News of the first COVID-19 case linked to the White House came Thursday evening when senior adviser Hope Hicks was confirmed to have the virus. Trump said he and the first lady underwent testing in reaction to Hicks' diagnosis and learned of their diagnosis late Thursday or early Friday.
He participated in a roundtable discussion with supporters as well as a fundraiser at Trump National Golf Club in Bedminster, N.J., on Thursday evening.
All of his events were canceled Friday after his diagnosis became public.
Trump's campaign manager, Bill Stepien, and former New Jersey Gov. Chris Christie also tested COVID-19 positive early Saturday. They, along with Conway, helped Trump prepare for his Tuesday debate with Democratic presidential nominee Joe Biden.
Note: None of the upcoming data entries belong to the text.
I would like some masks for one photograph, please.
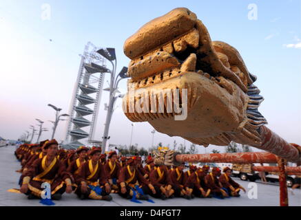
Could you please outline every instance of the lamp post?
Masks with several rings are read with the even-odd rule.
[[[116,67],[117,65],[117,60],[116,59],[116,54],[115,54],[115,49],[114,48],[102,48],[97,51],[97,52],[105,57],[107,60],[108,60],[112,65],[112,69],[109,70],[109,73],[111,74],[111,79],[110,82],[110,96],[109,96],[109,104],[107,106],[107,116],[105,118],[105,129],[103,131],[103,142],[102,142],[102,150],[101,153],[105,153],[105,148],[106,148],[106,144],[107,141],[110,138],[108,136],[109,134],[109,129],[110,129],[110,124],[111,122],[112,116],[113,115],[114,112],[114,104],[117,100],[118,98],[123,98],[123,95],[118,95],[115,96],[115,94],[118,92],[117,89],[118,85],[119,82],[123,79],[128,78],[127,76],[127,67],[123,67],[123,68],[121,69],[121,71],[118,74],[117,77],[115,78],[116,74]],[[118,79],[118,77],[120,78]]]
[[[42,120],[41,120],[38,118],[36,118],[36,120],[37,120],[40,123],[40,124],[38,124],[40,126],[40,130],[39,131],[38,139],[37,140],[37,143],[39,143],[39,140],[41,135],[42,133],[43,124],[44,123],[44,122],[43,122]]]
[[[54,137],[55,131],[56,130],[56,127],[57,127],[57,125],[59,124],[59,122],[60,120],[63,120],[63,119],[60,119],[60,118],[62,116],[64,117],[64,116],[70,116],[68,114],[59,115],[59,112],[62,110],[62,109],[57,108],[56,107],[55,107],[54,105],[51,104],[48,104],[48,106],[52,107],[52,109],[54,109],[56,111],[55,120],[54,120],[54,122],[54,122],[53,131],[52,131],[52,135],[51,136],[51,139],[52,140]]]
[[[134,129],[134,124],[132,123],[132,133],[131,133],[131,142],[129,142],[129,148],[132,145],[132,139],[133,138],[133,129]]]
[[[32,139],[34,138],[34,132],[36,132],[37,130],[34,129],[34,126],[33,125],[30,125],[30,127],[32,129],[32,138],[30,138],[30,142],[32,143]]]
[[[29,138],[30,132],[28,131],[26,131],[26,133],[27,133],[27,135],[26,135],[26,138],[25,138],[25,141],[27,142],[27,140],[28,140],[28,138]]]
[[[151,131],[151,133],[153,134],[153,137],[152,139],[152,147],[154,147],[154,135],[155,132],[156,132],[156,130],[154,130],[154,129]]]

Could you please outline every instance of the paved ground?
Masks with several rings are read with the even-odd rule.
[[[14,155],[14,146],[0,147],[0,206],[43,206],[39,204],[39,200],[28,200],[24,195],[7,192],[7,190],[12,188],[18,188],[17,182],[20,176],[19,173],[14,172],[20,168],[19,163]],[[239,179],[235,179],[240,184],[244,186],[246,190],[248,188],[249,182],[242,182]],[[251,183],[253,184],[253,183]],[[120,197],[116,194],[112,195],[112,201],[102,201],[93,200],[79,200],[74,194],[64,194],[61,201],[54,203],[56,206],[279,206],[279,186],[267,185],[257,183],[258,198],[250,199],[248,197],[248,192],[241,193],[240,198],[225,199],[223,200],[218,199],[194,199],[186,200],[182,198],[175,198],[162,201],[152,198],[154,204],[143,201],[143,204],[136,204]],[[301,190],[294,190],[294,195],[289,193],[289,203],[290,206],[301,206]],[[249,193],[250,194],[250,193]]]

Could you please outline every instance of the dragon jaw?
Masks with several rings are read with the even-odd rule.
[[[231,141],[259,146],[258,129],[267,124],[258,111],[263,100],[238,52],[211,41],[203,23],[187,8],[176,8],[152,20],[129,37],[125,54],[132,59],[128,81],[135,90],[124,97],[123,111],[132,122],[148,122],[159,132],[193,143],[227,145]],[[187,117],[175,120],[165,89],[187,89]],[[183,105],[185,100],[180,102]],[[163,100],[163,109],[131,112]],[[141,100],[147,100],[147,102]]]

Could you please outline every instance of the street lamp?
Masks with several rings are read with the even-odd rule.
[[[26,131],[26,133],[27,133],[27,135],[26,135],[25,141],[27,142],[27,140],[28,140],[28,138],[29,138],[30,132],[28,131]]]
[[[115,77],[117,60],[116,59],[116,53],[114,48],[102,48],[98,50],[97,52],[103,57],[105,57],[107,60],[108,60],[112,65],[112,69],[108,69],[108,72],[111,74],[110,88],[105,89],[105,91],[107,91],[110,92],[109,104],[107,105],[107,116],[105,118],[105,129],[103,131],[102,142],[103,147],[101,150],[102,153],[105,153],[107,141],[109,139],[109,128],[110,124],[111,122],[112,116],[114,112],[114,104],[118,98],[121,98],[120,95],[115,96],[115,94],[119,92],[118,90],[118,84],[122,79],[128,78],[129,76],[127,75],[127,68],[124,67],[117,75],[117,77]],[[120,78],[118,79],[118,78]]]
[[[32,143],[32,139],[34,138],[34,134],[35,134],[34,132],[35,132],[37,130],[34,129],[34,126],[33,125],[30,125],[30,128],[32,129],[32,138],[30,138],[30,143]]]
[[[153,138],[152,140],[152,147],[154,147],[154,135],[155,132],[156,132],[156,130],[154,130],[154,129],[151,131],[151,133],[153,134]]]
[[[52,140],[53,138],[54,137],[54,133],[55,133],[55,131],[56,130],[56,126],[59,124],[59,122],[60,120],[63,120],[63,119],[60,119],[61,117],[65,117],[65,116],[70,116],[68,114],[61,114],[59,115],[59,112],[62,110],[62,109],[59,109],[57,108],[56,107],[55,107],[53,104],[48,104],[48,106],[52,107],[52,109],[54,109],[56,111],[56,114],[55,114],[55,120],[53,122],[54,125],[53,125],[53,131],[52,131],[52,135],[51,136],[51,139]]]
[[[40,123],[40,124],[37,124],[38,126],[40,126],[40,130],[39,131],[38,139],[37,140],[37,143],[39,143],[39,140],[41,135],[42,133],[42,130],[43,130],[43,127],[42,126],[43,126],[43,124],[44,123],[44,122],[43,122],[42,120],[39,120],[38,118],[36,118],[36,120],[37,120]]]
[[[129,142],[129,148],[132,146],[132,139],[133,138],[133,129],[134,129],[134,124],[132,123],[132,133],[131,133],[131,142]]]

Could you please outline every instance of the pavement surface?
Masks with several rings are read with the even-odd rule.
[[[14,155],[14,146],[0,147],[0,206],[42,206],[39,199],[28,200],[25,195],[9,192],[10,188],[19,188],[18,181],[20,173],[15,170],[20,168],[20,164]],[[60,201],[54,201],[58,206],[278,206],[279,186],[276,184],[264,184],[241,181],[234,178],[242,185],[247,193],[242,192],[239,198],[230,199],[199,199],[187,200],[183,198],[174,198],[163,201],[151,198],[154,204],[143,201],[143,204],[133,203],[121,198],[117,194],[111,194],[111,201],[95,200],[79,200],[75,194],[63,194]],[[249,186],[249,188],[248,188]],[[257,188],[257,193],[256,188]],[[289,204],[291,206],[301,206],[301,190],[295,189],[294,195],[289,192]],[[253,199],[250,199],[252,197]],[[257,195],[257,199],[254,195]]]

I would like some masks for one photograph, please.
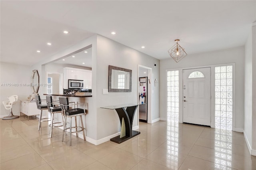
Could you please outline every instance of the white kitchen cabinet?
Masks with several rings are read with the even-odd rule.
[[[84,89],[92,89],[92,71],[83,72]]]
[[[40,115],[40,110],[37,109],[36,103],[34,102],[30,102],[29,100],[23,100],[20,101],[20,116],[21,113],[29,117]]]
[[[64,67],[63,87],[68,88],[68,79],[84,81],[84,89],[92,88],[92,71],[71,67]]]

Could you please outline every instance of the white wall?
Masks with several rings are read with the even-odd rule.
[[[249,33],[245,45],[244,134],[250,153],[256,156],[256,22]]]
[[[167,69],[188,68],[235,63],[236,107],[235,127],[244,128],[244,48],[238,47],[226,50],[189,55],[178,63],[170,58],[160,61],[160,103],[166,106],[166,70]],[[160,117],[165,119],[166,106],[160,107]]]
[[[9,115],[10,110],[5,109],[2,102],[8,100],[7,97],[12,95],[18,95],[18,101],[13,105],[12,113],[14,115],[19,115],[20,101],[27,100],[27,97],[32,93],[30,87],[23,86],[23,83],[30,83],[32,72],[30,66],[1,62],[0,62],[0,84],[2,85],[0,88],[0,117]],[[2,83],[18,83],[18,86],[6,86]],[[20,83],[22,85],[21,85]]]
[[[252,32],[250,29],[244,46],[244,135],[248,147],[252,147]]]
[[[252,27],[252,151],[251,154],[256,156],[256,22]]]
[[[59,74],[48,74],[48,77],[52,78],[52,94],[60,93],[60,77]]]
[[[153,85],[153,80],[159,79],[159,60],[110,39],[97,36],[97,139],[104,138],[120,131],[120,122],[114,110],[101,107],[138,102],[138,65],[152,68],[152,119],[159,117],[159,87]],[[154,64],[157,66],[154,67]],[[131,69],[132,92],[109,93],[102,94],[102,89],[108,88],[108,65]],[[134,116],[133,126],[138,126],[138,111]]]

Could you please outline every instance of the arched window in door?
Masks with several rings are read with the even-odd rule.
[[[189,79],[191,79],[192,78],[202,78],[204,77],[204,75],[200,71],[194,71],[192,73],[191,73],[188,76]]]

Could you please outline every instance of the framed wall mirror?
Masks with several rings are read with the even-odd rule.
[[[32,71],[30,77],[30,83],[33,94],[37,94],[39,89],[39,75],[37,70]]]
[[[108,91],[132,91],[132,70],[109,65],[108,67]]]

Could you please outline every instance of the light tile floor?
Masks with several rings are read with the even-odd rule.
[[[120,144],[95,146],[38,119],[0,121],[1,170],[256,170],[242,133],[160,121]]]

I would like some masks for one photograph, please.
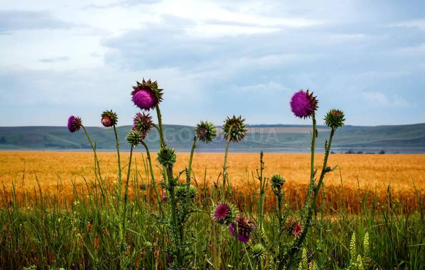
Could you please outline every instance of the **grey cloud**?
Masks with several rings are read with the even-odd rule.
[[[72,24],[61,21],[48,11],[0,10],[0,31],[35,29],[70,28]]]
[[[68,56],[61,56],[55,58],[43,58],[38,60],[39,62],[42,63],[56,63],[57,62],[63,62],[69,60]]]
[[[131,7],[141,4],[152,4],[159,3],[161,0],[123,0],[106,5],[90,4],[84,7],[85,9],[103,9],[115,7]]]

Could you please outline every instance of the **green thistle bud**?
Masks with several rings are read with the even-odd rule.
[[[109,127],[117,125],[118,122],[118,117],[117,113],[111,110],[105,110],[102,113],[100,122],[105,127]]]
[[[252,258],[257,262],[264,261],[267,256],[266,248],[261,244],[257,244],[253,246],[251,252]]]
[[[281,176],[280,174],[275,174],[272,177],[270,181],[272,182],[272,188],[280,190],[286,182],[286,179]]]
[[[244,119],[242,119],[242,116],[240,115],[237,117],[235,115],[231,118],[227,117],[224,121],[224,125],[223,126],[223,135],[227,139],[230,136],[230,140],[234,143],[241,141],[246,135],[246,132],[248,128],[247,125],[244,123]]]
[[[145,139],[146,135],[142,133],[141,132],[134,130],[131,130],[130,131],[130,132],[128,133],[128,134],[127,135],[127,137],[125,138],[127,139],[127,141],[131,145],[133,146],[137,146],[140,142],[143,140]]]
[[[133,118],[133,124],[134,129],[138,130],[145,134],[149,133],[152,129],[152,127],[153,126],[152,116],[149,114],[145,114],[144,112],[136,113],[136,116]]]
[[[186,194],[187,192],[187,187],[186,185],[178,186],[176,189],[176,196],[181,199],[186,198]],[[189,197],[193,199],[198,195],[198,189],[192,185],[189,186],[188,190]]]
[[[163,166],[172,166],[177,161],[177,156],[174,152],[174,149],[166,146],[161,148],[158,152],[156,160]]]
[[[325,116],[325,124],[333,129],[336,129],[344,125],[345,118],[344,112],[337,109],[332,109],[329,111]]]
[[[196,125],[195,134],[199,140],[205,143],[209,143],[214,140],[217,136],[217,129],[211,122],[201,121],[201,123]]]

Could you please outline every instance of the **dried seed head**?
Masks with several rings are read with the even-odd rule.
[[[112,109],[105,110],[102,113],[101,116],[102,119],[100,120],[100,122],[107,128],[117,125],[117,123],[118,122],[118,117],[117,116],[117,113],[112,111]]]
[[[68,130],[71,133],[80,131],[81,129],[81,118],[71,115],[68,118]]]

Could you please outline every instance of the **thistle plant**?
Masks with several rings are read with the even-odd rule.
[[[226,150],[224,152],[224,162],[223,164],[223,186],[221,190],[222,196],[224,198],[226,181],[228,180],[226,170],[227,169],[227,154],[229,152],[229,145],[230,142],[233,143],[241,141],[246,135],[248,128],[245,123],[245,119],[240,115],[237,117],[235,115],[231,118],[227,117],[224,121],[222,134],[226,139]]]

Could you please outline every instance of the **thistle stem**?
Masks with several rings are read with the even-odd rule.
[[[130,172],[131,170],[131,159],[133,158],[133,145],[130,148],[130,158],[128,160],[128,168],[127,170],[127,179],[125,181],[125,190],[124,193],[124,209],[122,210],[122,228],[125,227],[125,212],[127,211],[127,198],[128,196],[128,181],[130,180]]]
[[[121,196],[122,195],[122,187],[121,180],[121,156],[120,154],[120,143],[118,141],[118,133],[117,131],[117,126],[114,124],[114,133],[115,134],[115,140],[117,141],[117,155],[118,160],[118,194],[119,197],[118,200],[121,203]]]
[[[100,164],[99,162],[99,159],[97,158],[97,153],[96,152],[96,147],[94,147],[94,145],[93,144],[93,142],[91,142],[91,139],[90,139],[90,136],[89,135],[89,133],[87,132],[87,130],[86,129],[86,128],[83,125],[81,125],[81,127],[83,128],[83,130],[86,133],[86,136],[87,136],[87,139],[89,140],[89,142],[90,143],[90,145],[91,146],[91,149],[93,149],[93,153],[94,153],[94,161],[96,162],[95,167],[96,166],[97,167],[97,174],[99,176],[99,179],[100,180],[101,186],[103,186],[103,189],[102,187],[101,187],[100,188],[101,189],[104,189],[105,194],[106,194],[106,198],[108,199],[108,201],[109,202],[110,205],[112,207],[112,210],[113,210],[114,212],[116,214],[116,211],[115,210],[115,208],[114,206],[114,204],[112,203],[111,199],[109,197],[109,192],[108,191],[108,187],[106,187],[106,183],[105,181],[105,179],[102,178],[102,176],[100,174]]]
[[[159,104],[156,105],[156,114],[158,115],[158,126],[159,132],[160,146],[165,146],[165,140],[164,139],[164,129],[162,128],[162,119],[161,115],[161,110],[159,109]]]
[[[316,136],[317,135],[317,130],[316,126],[316,115],[313,113],[312,117],[313,119],[313,134],[311,138],[311,160],[310,164],[310,179],[313,179],[314,177],[314,146],[316,144]]]
[[[222,193],[222,196],[224,198],[224,190],[226,187],[226,178],[227,176],[226,173],[226,169],[227,168],[227,153],[229,152],[229,145],[230,144],[230,138],[232,136],[231,133],[232,129],[233,128],[233,125],[230,126],[229,129],[229,132],[227,134],[227,140],[226,141],[226,150],[224,152],[224,163],[223,164],[223,187],[221,190]]]
[[[148,156],[148,162],[149,162],[149,170],[151,172],[151,178],[152,179],[152,185],[153,186],[153,189],[155,190],[155,194],[156,195],[156,200],[158,201],[158,205],[159,207],[159,210],[161,211],[161,215],[164,215],[164,211],[162,210],[162,207],[161,205],[161,199],[159,198],[159,193],[158,192],[158,188],[156,187],[156,181],[155,181],[155,176],[153,175],[153,170],[152,168],[152,160],[151,159],[151,153],[149,152],[149,149],[148,148],[148,145],[144,141],[142,141],[142,144],[145,146],[145,149],[146,149],[146,155]]]

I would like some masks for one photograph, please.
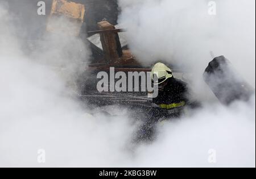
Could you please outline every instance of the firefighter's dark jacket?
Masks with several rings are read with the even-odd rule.
[[[153,103],[167,110],[185,106],[188,102],[187,84],[174,77],[167,80],[163,90],[159,90],[157,97],[153,98]]]

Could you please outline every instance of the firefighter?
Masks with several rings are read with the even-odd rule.
[[[158,85],[158,95],[153,98],[153,103],[161,109],[155,116],[180,117],[189,101],[187,84],[174,78],[172,70],[162,63],[152,68],[151,80],[154,85]]]
[[[137,132],[138,141],[154,140],[157,124],[180,118],[189,101],[187,84],[174,78],[172,70],[164,64],[154,66],[151,80],[154,85],[158,85],[158,95],[153,98],[152,107]]]

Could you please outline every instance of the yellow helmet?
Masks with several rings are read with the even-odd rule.
[[[156,75],[158,79],[157,83],[154,81],[154,75]],[[159,85],[171,77],[172,77],[172,70],[162,63],[158,63],[152,68],[151,80],[155,85]]]

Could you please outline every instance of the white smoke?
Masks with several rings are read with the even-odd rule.
[[[137,8],[133,5],[129,7]],[[255,97],[229,107],[205,105],[191,116],[160,126],[158,140],[132,152],[136,126],[128,112],[110,117],[88,110],[68,88],[67,78],[76,78],[77,65],[60,76],[59,69],[74,60],[86,64],[86,45],[77,53],[81,40],[50,37],[53,42],[41,42],[27,56],[11,14],[0,3],[0,166],[255,166]],[[46,151],[46,163],[38,163],[40,149]],[[216,150],[216,163],[208,163],[210,149]]]
[[[160,60],[192,73],[193,87],[205,99],[210,93],[205,92],[201,77],[212,51],[225,55],[255,88],[255,1],[119,2],[119,23],[143,64]],[[216,3],[216,15],[209,14],[210,2]]]

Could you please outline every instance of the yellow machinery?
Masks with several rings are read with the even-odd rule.
[[[84,5],[67,0],[53,0],[47,30],[53,33],[63,32],[78,36],[85,13]]]

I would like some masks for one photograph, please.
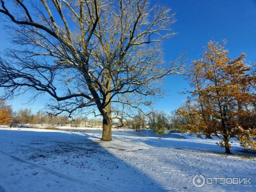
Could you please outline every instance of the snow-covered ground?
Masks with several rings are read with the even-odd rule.
[[[148,130],[145,130],[148,131]],[[256,162],[216,140],[0,128],[0,192],[256,191]],[[238,155],[239,154],[239,155]],[[252,177],[252,184],[206,184],[193,177]]]

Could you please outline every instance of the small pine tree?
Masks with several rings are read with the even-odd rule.
[[[6,107],[0,111],[0,125],[8,125],[11,122],[11,115]]]
[[[157,135],[159,135],[159,138],[161,139],[161,135],[165,135],[166,134],[167,129],[165,125],[163,117],[159,115],[157,119],[157,122],[153,127],[154,132]]]

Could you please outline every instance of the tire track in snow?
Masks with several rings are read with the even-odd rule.
[[[33,166],[33,167],[36,167],[37,168],[38,168],[38,169],[42,169],[44,171],[45,171],[50,173],[50,174],[51,174],[53,175],[54,175],[56,177],[57,177],[61,179],[64,179],[68,180],[70,181],[73,181],[73,182],[77,183],[79,184],[86,184],[86,185],[88,185],[88,184],[89,184],[87,183],[84,182],[83,180],[79,180],[78,179],[75,179],[75,178],[71,177],[70,177],[67,176],[64,174],[60,173],[59,172],[58,172],[56,171],[54,171],[53,170],[47,168],[47,167],[44,167],[43,166],[41,166],[37,165],[35,163],[33,163],[30,162],[26,161],[26,160],[23,160],[19,157],[15,157],[15,156],[11,155],[10,154],[9,154],[7,153],[6,153],[5,152],[3,151],[0,150],[0,153],[1,153],[2,154],[5,154],[8,156],[9,156],[9,157],[12,158],[12,159],[13,159],[17,161],[30,165],[32,166]],[[94,185],[95,187],[96,187],[97,186],[99,186],[99,183],[97,183],[97,184],[96,184],[96,183],[90,183],[90,184],[92,184]],[[105,189],[105,190],[106,189],[104,189],[104,188],[102,187],[102,186],[101,186],[101,189],[98,189],[99,190],[99,189],[102,190],[102,189]],[[3,191],[2,191],[2,190],[3,190]],[[4,189],[1,186],[0,186],[0,192],[5,192],[5,191]]]

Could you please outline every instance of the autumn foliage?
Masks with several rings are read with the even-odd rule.
[[[0,111],[0,125],[8,125],[11,122],[11,115],[6,107]]]
[[[241,146],[256,149],[255,69],[246,64],[242,53],[234,60],[224,45],[210,41],[204,54],[192,62],[189,81],[191,92],[198,104],[193,111],[179,109],[177,113],[191,124],[183,129],[220,137],[218,143],[230,153],[230,139],[237,138]]]

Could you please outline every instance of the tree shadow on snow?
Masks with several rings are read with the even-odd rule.
[[[0,130],[1,140],[9,147],[0,146],[0,157],[12,159],[12,166],[16,164],[21,169],[22,165],[31,171],[44,172],[56,182],[57,186],[59,185],[61,191],[71,191],[68,184],[73,190],[80,186],[79,191],[81,187],[84,191],[166,190],[141,170],[101,146],[96,137],[84,134]],[[49,185],[47,180],[33,182],[33,176],[26,179],[25,172],[27,171],[21,171],[20,176],[23,179],[15,184],[20,185],[20,191],[35,190],[33,185],[42,186],[39,191],[51,189],[44,188]],[[33,175],[35,177],[40,175]],[[0,181],[0,185],[6,190],[12,187],[12,177],[9,179],[7,175],[5,180]],[[66,187],[63,189],[63,186]]]

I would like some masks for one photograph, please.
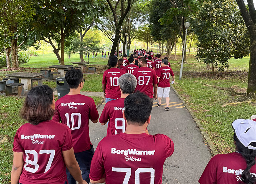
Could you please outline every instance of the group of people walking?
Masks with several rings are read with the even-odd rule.
[[[169,100],[174,75],[161,55],[136,55],[109,58],[111,68],[102,82],[106,103],[100,116],[93,99],[80,94],[85,80],[80,70],[67,72],[69,92],[56,102],[46,85],[28,92],[20,111],[28,123],[14,138],[12,184],[162,183],[163,166],[174,143],[163,134],[149,134],[147,127],[154,99],[158,97],[158,106],[162,97]],[[108,126],[95,152],[89,119]],[[232,123],[236,152],[212,158],[201,184],[255,183],[254,120]]]

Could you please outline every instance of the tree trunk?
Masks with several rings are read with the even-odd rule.
[[[15,38],[14,39],[12,39],[11,42],[12,43],[12,67],[18,68],[18,50],[17,48],[18,40],[17,39]]]
[[[191,44],[192,43],[192,39],[193,38],[193,35],[194,34],[192,34],[192,35],[191,36],[191,40],[190,41],[190,46],[189,46],[189,50],[188,51],[188,56],[189,56],[189,53],[190,53],[190,49],[191,48]]]
[[[4,47],[4,50],[6,54],[6,66],[7,68],[11,67],[11,60],[10,60],[10,53],[12,51],[11,47]]]
[[[64,40],[65,35],[63,28],[60,29],[60,65],[65,65],[64,63]]]
[[[80,61],[81,62],[84,62],[84,57],[83,57],[83,39],[84,38],[82,32],[80,31],[80,42],[81,43],[80,44]]]

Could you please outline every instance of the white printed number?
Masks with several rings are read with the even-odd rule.
[[[75,125],[75,120],[74,120],[74,116],[78,116],[78,122],[77,126],[76,127],[74,127]],[[65,114],[65,116],[67,118],[67,124],[69,127],[70,129],[71,130],[78,130],[81,127],[81,114],[79,113],[73,113],[71,115],[71,123],[72,124],[72,126],[71,128],[70,127],[70,122],[69,122],[69,114],[68,113]]]
[[[128,184],[132,175],[132,168],[124,167],[112,167],[112,171],[126,172],[123,184]],[[150,172],[150,184],[155,182],[155,169],[149,168],[139,168],[135,171],[135,184],[140,184],[140,174],[141,172]]]
[[[163,74],[164,74],[164,76],[163,79],[165,78],[165,79],[170,79],[170,73],[164,73]]]
[[[145,78],[144,78],[145,77]],[[144,80],[145,78],[148,78],[148,81],[147,81],[146,85],[148,85],[148,82],[149,82],[150,80],[150,76],[140,76],[139,77],[139,81],[138,83],[139,85],[144,85]]]
[[[117,126],[117,121],[122,121],[122,126]],[[122,132],[124,133],[125,131],[125,120],[123,118],[116,118],[115,119],[115,127],[116,129],[120,129],[122,130]],[[115,131],[115,134],[118,134],[116,130]]]
[[[110,86],[118,86],[118,77],[110,77]]]
[[[39,165],[37,164],[37,161],[38,161],[38,154],[35,150],[25,150],[25,153],[26,153],[26,158],[25,160],[26,164],[24,165],[24,168],[25,169],[25,170],[27,171],[32,172],[32,173],[35,173],[38,171],[38,169],[39,168]],[[33,155],[34,157],[34,160],[33,161],[28,159],[29,153],[30,155]],[[45,173],[49,171],[50,168],[51,168],[52,163],[52,161],[53,160],[54,156],[55,155],[55,150],[40,150],[39,151],[39,154],[50,154],[49,160],[48,161],[48,163],[47,163],[46,167],[45,167],[45,170],[44,170],[44,173]],[[31,168],[31,167],[28,167],[28,164],[30,164],[32,165],[34,165],[35,168]]]

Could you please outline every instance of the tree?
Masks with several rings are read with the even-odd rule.
[[[232,0],[204,1],[192,23],[198,41],[196,57],[211,64],[213,73],[214,66],[219,65],[218,70],[224,70],[229,67],[230,58],[241,58],[249,54],[248,45],[241,46],[246,41],[245,27]]]
[[[61,65],[65,65],[65,39],[82,26],[83,18],[88,15],[90,3],[91,1],[86,0],[40,0],[36,4],[35,26],[40,30],[41,39],[52,46]],[[57,48],[51,38],[57,41]],[[58,53],[60,45],[60,57]]]
[[[247,0],[248,8],[245,6],[243,0],[236,0],[250,38],[250,59],[247,93],[256,93],[256,11],[252,0]]]
[[[18,49],[26,40],[24,39],[19,42],[19,37],[22,35],[25,37],[32,29],[29,22],[35,14],[35,4],[34,1],[29,0],[0,1],[0,22],[1,28],[6,37],[4,47],[8,67],[10,66],[10,49],[7,42],[9,41],[11,42],[12,66],[19,67]]]

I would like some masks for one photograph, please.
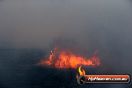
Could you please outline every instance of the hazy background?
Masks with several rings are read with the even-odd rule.
[[[98,50],[106,69],[132,74],[132,1],[0,0],[0,88],[26,88],[19,77],[27,80],[54,42]]]

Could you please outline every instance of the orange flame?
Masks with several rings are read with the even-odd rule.
[[[80,75],[80,76],[84,76],[84,75],[86,74],[86,73],[85,73],[85,70],[82,68],[82,66],[79,66],[78,72],[79,72],[79,75]]]
[[[48,59],[41,60],[39,64],[49,65],[55,68],[77,68],[80,65],[98,66],[100,65],[100,60],[96,55],[85,58],[69,51],[58,51],[57,48],[55,48],[50,52]]]

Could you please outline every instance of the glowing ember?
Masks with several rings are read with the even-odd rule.
[[[73,54],[70,51],[58,50],[55,48],[51,51],[48,59],[41,60],[39,64],[55,68],[77,68],[80,65],[98,66],[100,65],[100,60],[96,55],[90,58],[85,58],[83,56]]]

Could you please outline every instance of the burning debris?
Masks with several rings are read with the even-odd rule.
[[[84,57],[81,55],[76,55],[71,51],[59,50],[55,48],[50,52],[49,57],[45,60],[42,59],[39,62],[42,66],[51,66],[54,68],[73,68],[76,69],[78,66],[98,66],[100,65],[100,59],[97,55],[92,57]]]

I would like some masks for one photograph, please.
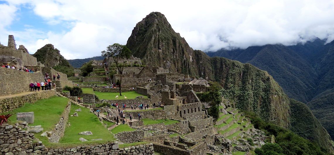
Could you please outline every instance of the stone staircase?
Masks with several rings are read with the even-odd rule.
[[[57,95],[58,95],[58,96],[60,96],[60,97],[66,97],[66,98],[68,98],[68,99],[69,99],[69,100],[70,100],[70,102],[71,102],[71,103],[74,103],[75,104],[77,105],[78,106],[81,107],[86,107],[84,106],[84,105],[82,105],[82,103],[79,103],[79,102],[77,102],[76,101],[73,100],[72,99],[72,98],[73,97],[70,97],[70,96],[66,97],[66,96],[65,96],[63,95],[62,94],[61,94],[61,93],[60,93],[59,92],[56,92],[56,93],[57,93]],[[75,96],[74,97],[75,97],[75,98],[76,97],[76,96]]]

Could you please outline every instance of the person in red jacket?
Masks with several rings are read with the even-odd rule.
[[[39,91],[39,89],[41,88],[41,84],[39,82],[37,83],[37,89],[38,90],[38,91]]]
Christie posted on Twitter he checked into a hospital in New Jersey as a precaution.
"In consultation with my doctors, I checked myself into Morristown Medical Center this afternoon. While I am feeling good and only have mild symptoms, due to my history of asthma we decided this is an important precautionary measure.
Vice President Mike Pence and second lady Karen Pence also tested negative, as has Trump's son, 14-year-old Barron Trump.
Republican National Committee Chairwoman Ronna McDaniel was diagnosed with the virus Wednesday and has been experiencing mild symptoms. She was last with the president on Sept. 25, a representative said.
Three White House reporters tested COVID-19 positive Friday, according to a series of memos from the White House Correspondents Association and other White House reporters are "self-isolating pending diagnostic testing."